Jezer was first treated for testicular cancer in 2003. When the cancer returned a year later, spreading into the vertebrae of his lower back, he kept writing even though he was in deep pain that made even sitting up in bed excruciating. The cancer appeared to be in remission last fall, but it returned with a vengeance just a few weeks ago.
Fighting off cancer takes a huge toll on the mind and the body, but Jezer was determined to stay engaged with the political issues of the world. The activist in him demanded nothing less.
"I believe in the bumper-sticker slogan 'Question Authority.' One should never accept the statements of people and parties in power," Jezer wrote in January 2005. "But to this I always add my own little saying, 'Question Assumptions.' Never accept without question the ideas and arguments of people on your own side. Always question everything."
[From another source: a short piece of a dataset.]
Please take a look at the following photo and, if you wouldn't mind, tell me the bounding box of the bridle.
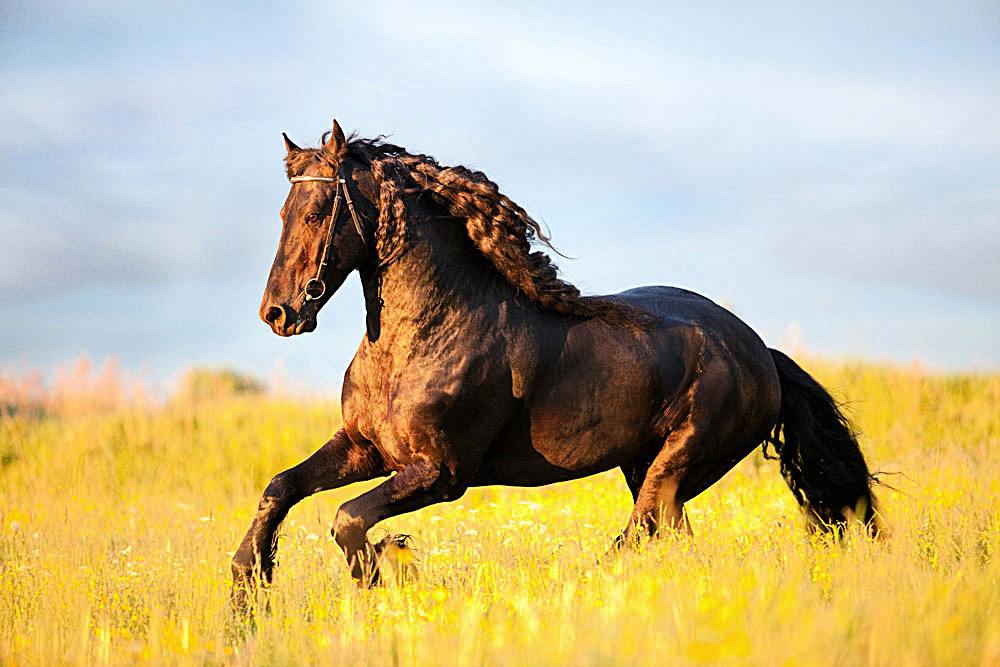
[288,166,368,301]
That was his writing style. He always sought common ground. He challenged his readers but never lectured them. And above all, he wrote in the hope that someone might change their minds or, at least, consider the other side of the argument.
"I like to think that I've educated some people and opened up a few minds," wrote Jezer. "That is what motivates me, in sickness and health, to sit down at my computer and turn out this column."
Jezer's last column appeared in the Reformer on May 21, right about the time he found out that he was in the final stage of his cancer. He was writing about a benefit show for his friend, Gary Rosen, who was recently diagnosed with amyotrophic lateral sclerosis (Lou Gehrig's disease), but the words also serve as a perfect epitaph for Jezer.
"'Keep singing,' (Rosen) exclaimed, his voice rising clear above the exultant finale. Keep singing, yes! Over and above personal misfortune, political defeats and social setbacks, keep singing. Singing in itself won't solve any problems, personal or political. But singing will give you strength and spirit. So keep singing, keep singing."